Results: In a one year period (2008), 9 Men and 16 women were included, with a mean age of 63 ± 8.9 years; The operations performed were coronary Bypass in 10 patients, mitral valve in 6, aortic valve in 8, one thoracic aortic surgery and one interauricular surgery; the meaning preoperative Euro-score were 6.3 ± 3.2 with a meaning cardiopulmonary bypass time of 77 ± 20 min, aortic cross clamping time of 49 min ± 17 min, with two off pump coronary bypass; the mean of ΔPCO2 was 6.19 mmHg ± -2.6 mmHg at admission, with a APACHE II of 11 points ± 3.66. The ΔPCO2 at the admission (T0) and the 12 h (T12) showed a positive correlation with the aortic cross clamping and bypass time (p = 0.02 and p = 0.042), and a negative correlation with the mortality (p = 0.012); in the ΔPCO2 at T12 and T24 had a positive correlation with the SvO2 of T12 and T24 (p = 0.012 and p = .029); in the same way the CI of T12 and T24 had a positive correlation with the SVO2 of T12 and T24 (p = 0.002 and p = 0.009).
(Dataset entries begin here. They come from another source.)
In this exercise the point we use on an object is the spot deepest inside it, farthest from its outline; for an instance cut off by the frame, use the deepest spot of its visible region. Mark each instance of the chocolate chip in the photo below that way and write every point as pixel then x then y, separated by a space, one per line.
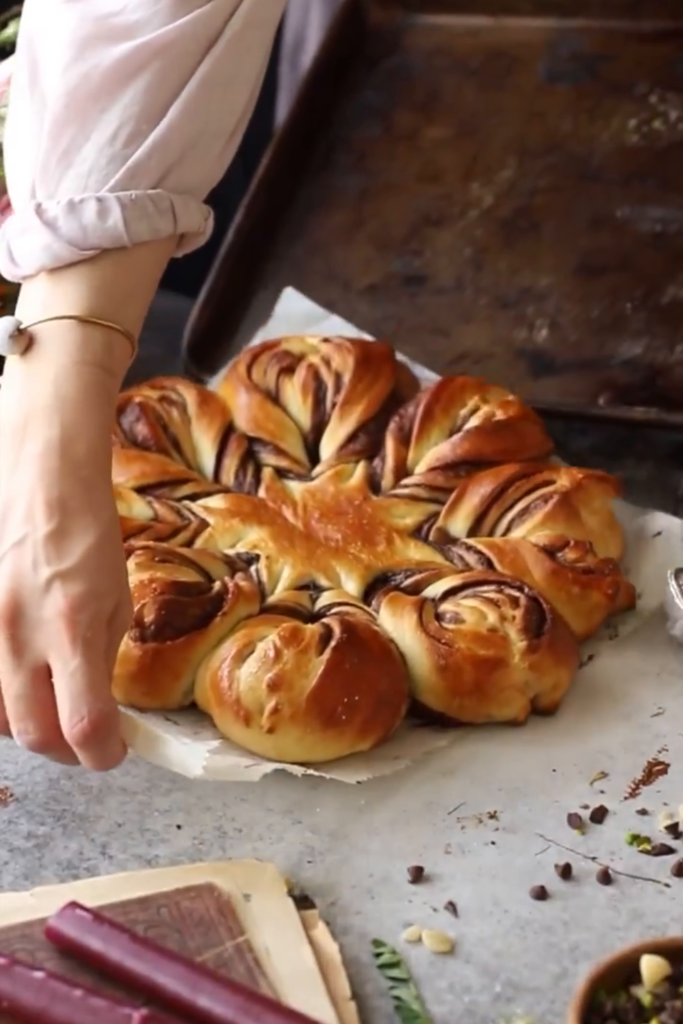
pixel 598 814
pixel 660 850
pixel 575 821
pixel 604 876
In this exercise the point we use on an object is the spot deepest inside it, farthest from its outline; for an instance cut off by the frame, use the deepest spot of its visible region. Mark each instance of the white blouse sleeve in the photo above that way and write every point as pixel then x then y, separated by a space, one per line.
pixel 122 118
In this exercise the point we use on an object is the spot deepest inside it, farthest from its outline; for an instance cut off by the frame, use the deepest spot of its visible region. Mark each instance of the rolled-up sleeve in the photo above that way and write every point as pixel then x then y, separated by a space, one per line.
pixel 123 116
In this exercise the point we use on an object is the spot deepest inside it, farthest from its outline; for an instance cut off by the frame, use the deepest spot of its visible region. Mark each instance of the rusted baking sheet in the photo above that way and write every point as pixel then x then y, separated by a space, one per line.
pixel 503 199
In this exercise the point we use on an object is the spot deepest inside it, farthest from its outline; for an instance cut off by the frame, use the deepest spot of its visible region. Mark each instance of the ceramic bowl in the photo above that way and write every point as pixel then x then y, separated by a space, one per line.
pixel 614 972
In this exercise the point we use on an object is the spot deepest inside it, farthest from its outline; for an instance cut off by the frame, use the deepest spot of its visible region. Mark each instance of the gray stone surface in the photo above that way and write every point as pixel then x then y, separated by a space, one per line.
pixel 349 847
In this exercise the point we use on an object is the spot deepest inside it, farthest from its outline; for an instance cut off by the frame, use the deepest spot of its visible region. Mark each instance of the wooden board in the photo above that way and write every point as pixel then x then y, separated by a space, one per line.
pixel 199 922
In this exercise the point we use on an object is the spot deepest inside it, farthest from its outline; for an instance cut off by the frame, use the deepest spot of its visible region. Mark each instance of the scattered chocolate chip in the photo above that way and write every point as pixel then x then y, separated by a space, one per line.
pixel 598 814
pixel 660 850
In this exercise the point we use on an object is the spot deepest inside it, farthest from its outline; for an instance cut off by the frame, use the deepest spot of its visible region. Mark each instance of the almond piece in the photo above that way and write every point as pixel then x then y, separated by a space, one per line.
pixel 653 970
pixel 437 942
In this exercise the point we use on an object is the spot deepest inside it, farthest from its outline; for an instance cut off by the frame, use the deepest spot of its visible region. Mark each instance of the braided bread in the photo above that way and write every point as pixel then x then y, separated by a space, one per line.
pixel 319 540
pixel 479 646
pixel 312 678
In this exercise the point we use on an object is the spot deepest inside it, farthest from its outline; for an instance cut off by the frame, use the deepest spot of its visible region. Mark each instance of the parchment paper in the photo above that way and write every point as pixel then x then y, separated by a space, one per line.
pixel 297 952
pixel 186 742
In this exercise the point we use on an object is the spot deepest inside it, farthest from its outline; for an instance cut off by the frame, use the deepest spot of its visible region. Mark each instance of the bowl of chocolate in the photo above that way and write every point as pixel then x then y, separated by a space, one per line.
pixel 642 984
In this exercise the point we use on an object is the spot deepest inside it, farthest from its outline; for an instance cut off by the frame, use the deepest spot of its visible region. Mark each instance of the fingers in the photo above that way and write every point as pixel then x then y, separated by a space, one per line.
pixel 32 714
pixel 82 681
pixel 65 712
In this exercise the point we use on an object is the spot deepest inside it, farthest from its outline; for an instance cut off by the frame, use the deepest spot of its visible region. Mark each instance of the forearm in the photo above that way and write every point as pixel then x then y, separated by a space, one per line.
pixel 69 379
pixel 122 119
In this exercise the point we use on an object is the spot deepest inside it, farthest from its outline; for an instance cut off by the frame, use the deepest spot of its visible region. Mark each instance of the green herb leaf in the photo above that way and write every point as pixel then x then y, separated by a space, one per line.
pixel 402 990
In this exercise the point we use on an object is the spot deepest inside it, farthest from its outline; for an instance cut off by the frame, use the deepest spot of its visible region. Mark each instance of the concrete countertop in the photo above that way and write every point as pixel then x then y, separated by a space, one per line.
pixel 349 846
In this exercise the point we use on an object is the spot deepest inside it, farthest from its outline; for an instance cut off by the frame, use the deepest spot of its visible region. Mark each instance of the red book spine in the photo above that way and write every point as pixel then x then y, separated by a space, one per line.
pixel 182 985
pixel 32 995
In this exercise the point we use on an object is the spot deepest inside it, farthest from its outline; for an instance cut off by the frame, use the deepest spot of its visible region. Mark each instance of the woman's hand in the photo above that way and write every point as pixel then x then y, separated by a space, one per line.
pixel 65 602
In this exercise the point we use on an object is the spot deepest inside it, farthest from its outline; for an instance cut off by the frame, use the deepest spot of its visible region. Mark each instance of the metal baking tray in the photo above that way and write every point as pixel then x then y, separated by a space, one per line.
pixel 497 195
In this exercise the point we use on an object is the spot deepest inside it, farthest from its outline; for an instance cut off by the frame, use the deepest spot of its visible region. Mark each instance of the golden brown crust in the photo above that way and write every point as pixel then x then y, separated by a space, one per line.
pixel 318 480
pixel 309 403
pixel 479 646
pixel 452 429
pixel 526 499
pixel 158 476
pixel 584 589
pixel 184 603
pixel 306 681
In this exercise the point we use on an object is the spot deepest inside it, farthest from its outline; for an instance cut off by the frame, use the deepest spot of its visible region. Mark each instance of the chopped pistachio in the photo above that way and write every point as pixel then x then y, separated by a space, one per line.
pixel 642 843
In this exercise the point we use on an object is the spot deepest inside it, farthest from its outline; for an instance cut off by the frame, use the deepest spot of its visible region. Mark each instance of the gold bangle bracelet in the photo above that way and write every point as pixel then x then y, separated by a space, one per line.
pixel 15 337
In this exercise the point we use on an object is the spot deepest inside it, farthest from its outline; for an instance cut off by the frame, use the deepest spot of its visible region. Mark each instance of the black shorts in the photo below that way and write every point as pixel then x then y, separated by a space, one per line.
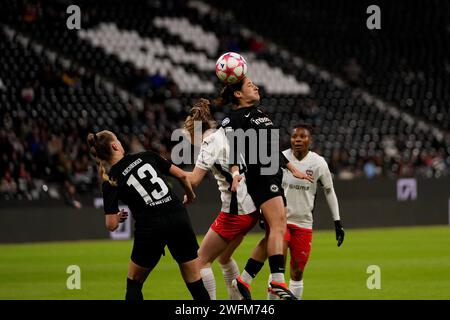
pixel 171 228
pixel 262 188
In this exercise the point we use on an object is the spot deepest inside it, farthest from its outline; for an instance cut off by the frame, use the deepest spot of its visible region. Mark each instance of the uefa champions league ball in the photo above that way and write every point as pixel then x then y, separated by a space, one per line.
pixel 231 68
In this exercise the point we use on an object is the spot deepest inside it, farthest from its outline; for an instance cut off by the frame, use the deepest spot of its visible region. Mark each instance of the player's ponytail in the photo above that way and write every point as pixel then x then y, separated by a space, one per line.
pixel 100 148
pixel 200 112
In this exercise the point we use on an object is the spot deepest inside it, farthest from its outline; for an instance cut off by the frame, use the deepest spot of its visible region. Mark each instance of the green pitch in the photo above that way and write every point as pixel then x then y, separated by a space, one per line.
pixel 414 264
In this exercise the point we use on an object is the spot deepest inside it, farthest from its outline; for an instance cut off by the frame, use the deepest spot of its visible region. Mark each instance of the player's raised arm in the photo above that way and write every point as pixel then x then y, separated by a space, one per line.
pixel 182 177
pixel 332 201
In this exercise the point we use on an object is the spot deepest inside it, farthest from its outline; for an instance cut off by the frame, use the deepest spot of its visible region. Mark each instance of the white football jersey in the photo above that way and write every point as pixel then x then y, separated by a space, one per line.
pixel 300 194
pixel 213 156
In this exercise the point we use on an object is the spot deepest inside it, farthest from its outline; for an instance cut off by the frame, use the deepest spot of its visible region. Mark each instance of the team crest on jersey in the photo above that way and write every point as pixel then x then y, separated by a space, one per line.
pixel 225 122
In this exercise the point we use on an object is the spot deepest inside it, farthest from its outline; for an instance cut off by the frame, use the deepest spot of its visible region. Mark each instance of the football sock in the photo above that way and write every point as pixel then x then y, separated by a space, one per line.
pixel 276 263
pixel 251 270
pixel 296 288
pixel 230 271
pixel 198 290
pixel 271 296
pixel 209 282
pixel 134 290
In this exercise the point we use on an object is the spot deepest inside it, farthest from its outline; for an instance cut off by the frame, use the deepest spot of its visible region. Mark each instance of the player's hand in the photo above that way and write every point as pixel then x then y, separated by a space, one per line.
pixel 300 175
pixel 188 199
pixel 339 232
pixel 123 215
pixel 235 183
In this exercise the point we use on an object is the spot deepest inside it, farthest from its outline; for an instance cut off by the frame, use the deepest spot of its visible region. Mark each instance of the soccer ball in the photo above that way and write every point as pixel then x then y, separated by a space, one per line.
pixel 231 67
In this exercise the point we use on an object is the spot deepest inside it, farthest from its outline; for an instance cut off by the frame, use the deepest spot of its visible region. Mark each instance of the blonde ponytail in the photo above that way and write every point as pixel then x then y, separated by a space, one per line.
pixel 99 148
pixel 199 112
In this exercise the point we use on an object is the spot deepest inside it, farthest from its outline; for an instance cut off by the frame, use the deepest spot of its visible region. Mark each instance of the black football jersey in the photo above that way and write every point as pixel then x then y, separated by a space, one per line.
pixel 254 118
pixel 140 185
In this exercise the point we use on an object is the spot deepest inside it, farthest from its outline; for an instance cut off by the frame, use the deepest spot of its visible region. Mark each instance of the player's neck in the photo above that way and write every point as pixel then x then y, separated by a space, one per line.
pixel 299 155
pixel 115 158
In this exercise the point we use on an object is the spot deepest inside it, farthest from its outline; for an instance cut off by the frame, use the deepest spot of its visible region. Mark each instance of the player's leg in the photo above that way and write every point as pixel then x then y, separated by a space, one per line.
pixel 135 280
pixel 183 246
pixel 211 247
pixel 144 257
pixel 287 239
pixel 275 217
pixel 230 269
pixel 300 248
pixel 254 264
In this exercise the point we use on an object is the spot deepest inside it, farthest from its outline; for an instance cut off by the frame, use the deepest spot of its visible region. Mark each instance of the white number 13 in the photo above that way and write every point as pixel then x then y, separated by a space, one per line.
pixel 132 181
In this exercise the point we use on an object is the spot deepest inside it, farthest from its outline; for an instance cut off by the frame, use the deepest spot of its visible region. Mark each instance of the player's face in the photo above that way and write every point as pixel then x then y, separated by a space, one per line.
pixel 117 146
pixel 300 139
pixel 249 91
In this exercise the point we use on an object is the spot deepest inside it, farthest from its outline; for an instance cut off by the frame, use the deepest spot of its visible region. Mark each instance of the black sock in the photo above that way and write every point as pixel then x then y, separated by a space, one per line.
pixel 276 263
pixel 253 267
pixel 134 290
pixel 198 290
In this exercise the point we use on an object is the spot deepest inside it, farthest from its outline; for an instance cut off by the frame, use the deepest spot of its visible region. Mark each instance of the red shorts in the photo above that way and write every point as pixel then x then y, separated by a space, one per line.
pixel 299 243
pixel 229 226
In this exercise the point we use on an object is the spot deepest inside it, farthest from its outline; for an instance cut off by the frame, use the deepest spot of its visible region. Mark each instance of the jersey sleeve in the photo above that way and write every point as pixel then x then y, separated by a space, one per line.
pixel 208 154
pixel 110 198
pixel 162 164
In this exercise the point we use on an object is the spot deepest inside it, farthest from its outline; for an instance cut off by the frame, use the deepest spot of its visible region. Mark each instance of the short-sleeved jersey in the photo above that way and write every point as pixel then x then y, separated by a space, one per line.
pixel 140 185
pixel 300 194
pixel 254 118
pixel 213 156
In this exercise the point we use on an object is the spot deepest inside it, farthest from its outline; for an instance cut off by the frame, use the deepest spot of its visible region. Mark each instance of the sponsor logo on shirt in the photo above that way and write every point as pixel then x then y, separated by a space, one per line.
pixel 264 120
pixel 274 188
pixel 131 166
pixel 295 186
pixel 225 121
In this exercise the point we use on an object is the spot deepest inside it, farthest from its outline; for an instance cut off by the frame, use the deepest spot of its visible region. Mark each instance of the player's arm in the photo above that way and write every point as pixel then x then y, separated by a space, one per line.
pixel 112 220
pixel 183 178
pixel 330 196
pixel 297 173
pixel 236 177
pixel 113 216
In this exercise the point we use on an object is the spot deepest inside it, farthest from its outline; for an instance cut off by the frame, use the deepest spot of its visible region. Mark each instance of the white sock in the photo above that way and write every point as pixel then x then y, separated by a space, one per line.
pixel 209 281
pixel 230 272
pixel 296 288
pixel 246 277
pixel 271 296
pixel 278 277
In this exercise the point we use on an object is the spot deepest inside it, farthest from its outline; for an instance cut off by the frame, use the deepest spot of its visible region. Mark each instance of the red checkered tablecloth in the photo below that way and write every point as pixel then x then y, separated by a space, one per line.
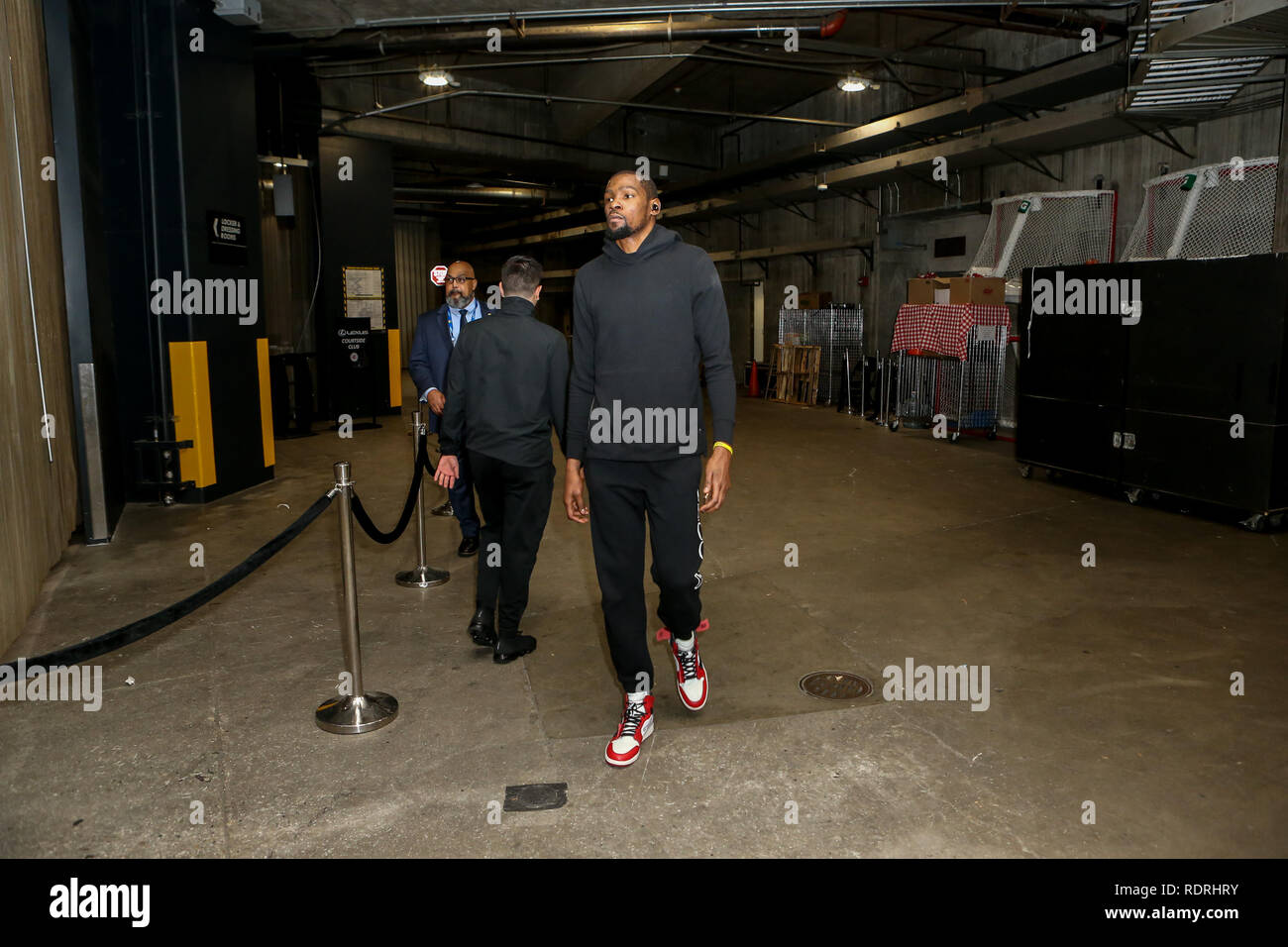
pixel 943 330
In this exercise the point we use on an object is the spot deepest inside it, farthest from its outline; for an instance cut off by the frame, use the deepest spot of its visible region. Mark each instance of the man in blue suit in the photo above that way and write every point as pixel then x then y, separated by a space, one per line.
pixel 430 354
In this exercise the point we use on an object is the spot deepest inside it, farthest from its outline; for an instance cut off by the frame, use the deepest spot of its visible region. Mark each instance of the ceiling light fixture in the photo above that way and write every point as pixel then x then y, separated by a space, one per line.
pixel 436 77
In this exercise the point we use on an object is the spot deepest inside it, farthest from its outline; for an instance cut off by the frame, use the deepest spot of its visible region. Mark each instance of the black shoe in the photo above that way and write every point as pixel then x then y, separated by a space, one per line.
pixel 482 629
pixel 510 648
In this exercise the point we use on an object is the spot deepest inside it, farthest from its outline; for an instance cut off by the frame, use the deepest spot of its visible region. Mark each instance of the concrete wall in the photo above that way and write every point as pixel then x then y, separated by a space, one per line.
pixel 38 505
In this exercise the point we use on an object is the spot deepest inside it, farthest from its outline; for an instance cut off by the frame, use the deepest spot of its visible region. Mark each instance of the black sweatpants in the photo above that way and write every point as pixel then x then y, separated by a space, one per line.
pixel 515 504
pixel 621 493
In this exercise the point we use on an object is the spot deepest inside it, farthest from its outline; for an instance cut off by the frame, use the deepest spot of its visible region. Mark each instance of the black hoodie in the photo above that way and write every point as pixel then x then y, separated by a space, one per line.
pixel 642 322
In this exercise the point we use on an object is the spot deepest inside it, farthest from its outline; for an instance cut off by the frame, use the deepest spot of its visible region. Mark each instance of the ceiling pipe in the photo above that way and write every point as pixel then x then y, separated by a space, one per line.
pixel 492 193
pixel 578 99
pixel 638 30
pixel 724 8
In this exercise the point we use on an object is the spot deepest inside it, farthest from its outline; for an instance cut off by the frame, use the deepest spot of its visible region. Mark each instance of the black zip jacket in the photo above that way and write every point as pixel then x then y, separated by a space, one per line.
pixel 505 386
pixel 642 324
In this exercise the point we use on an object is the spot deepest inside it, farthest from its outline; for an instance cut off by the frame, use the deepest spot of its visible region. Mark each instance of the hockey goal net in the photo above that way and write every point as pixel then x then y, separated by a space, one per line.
pixel 1215 210
pixel 1047 230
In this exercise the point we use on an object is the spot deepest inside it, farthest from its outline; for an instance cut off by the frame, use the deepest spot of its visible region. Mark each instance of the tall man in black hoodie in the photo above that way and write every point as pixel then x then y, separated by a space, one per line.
pixel 645 313
pixel 505 388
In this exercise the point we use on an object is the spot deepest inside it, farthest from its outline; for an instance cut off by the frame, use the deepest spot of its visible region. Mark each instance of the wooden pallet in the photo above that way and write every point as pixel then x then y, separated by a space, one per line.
pixel 794 373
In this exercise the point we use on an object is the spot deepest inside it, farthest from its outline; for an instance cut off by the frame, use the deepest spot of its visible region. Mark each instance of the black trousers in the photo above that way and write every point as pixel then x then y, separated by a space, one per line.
pixel 621 493
pixel 515 505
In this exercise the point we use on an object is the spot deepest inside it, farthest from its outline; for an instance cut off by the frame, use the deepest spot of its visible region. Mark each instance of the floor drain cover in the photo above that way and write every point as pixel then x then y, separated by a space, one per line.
pixel 836 685
pixel 535 796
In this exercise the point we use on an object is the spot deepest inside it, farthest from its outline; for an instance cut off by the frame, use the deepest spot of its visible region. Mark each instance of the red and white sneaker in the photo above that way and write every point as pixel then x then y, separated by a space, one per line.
pixel 636 727
pixel 691 677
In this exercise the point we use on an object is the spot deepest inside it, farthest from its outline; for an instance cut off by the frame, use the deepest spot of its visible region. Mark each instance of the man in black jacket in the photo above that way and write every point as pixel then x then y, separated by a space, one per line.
pixel 645 313
pixel 505 388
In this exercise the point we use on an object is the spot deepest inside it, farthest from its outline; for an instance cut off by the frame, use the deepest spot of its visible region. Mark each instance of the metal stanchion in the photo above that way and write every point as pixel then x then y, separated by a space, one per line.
pixel 357 711
pixel 423 577
pixel 849 385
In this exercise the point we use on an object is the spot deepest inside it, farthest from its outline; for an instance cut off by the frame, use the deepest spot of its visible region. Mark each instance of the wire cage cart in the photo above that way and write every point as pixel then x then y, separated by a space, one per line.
pixel 949 361
pixel 833 330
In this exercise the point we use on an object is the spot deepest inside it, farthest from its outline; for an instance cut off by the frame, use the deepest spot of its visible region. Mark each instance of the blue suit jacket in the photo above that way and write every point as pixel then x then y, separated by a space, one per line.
pixel 432 352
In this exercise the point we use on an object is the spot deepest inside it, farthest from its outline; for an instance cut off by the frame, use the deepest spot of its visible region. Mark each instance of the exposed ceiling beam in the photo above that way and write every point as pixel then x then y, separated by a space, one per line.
pixel 999 145
pixel 760 253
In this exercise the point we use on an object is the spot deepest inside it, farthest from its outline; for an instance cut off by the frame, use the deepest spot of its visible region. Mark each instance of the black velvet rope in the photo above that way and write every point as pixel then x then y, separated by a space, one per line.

There were two dead. The Sensibility and Specificity for mortality was with a cutoff value of DCO2 at admission of 9.5 mmHg and it had a 100 % of sensibility (CI 95%) and a specificity of 95% (CI 95 %-AUC 1.00); at the 24 h post-surgery the DCO2 cutoff value of 5.5 had a sensibility and specificity of 100% and 62.5 respectively (AUC .760; CI 95%); A Euro-score value of 8.5 had a sensibility of 100% and a specificity of 83% (AUC .917,CI 95%).
Conclusions: The ΔPCO2 could be a simple and useful indicator of postsurgical reanimation in cardiovascular care, this study tried to correlate it with scales like the Euro-score and APACHE II as well as indicators of resuscitation as SvO2, CI, CVP, lactate, PAOP. This study showed that a cutoff value of ΔPCO2 more than 6 mmHg in the first 24 h of post-surgical is consistent with a poor prognostic and showing the likely need for more intensive reanimation. Nevertheless more patients are necessary to validate these conclusions.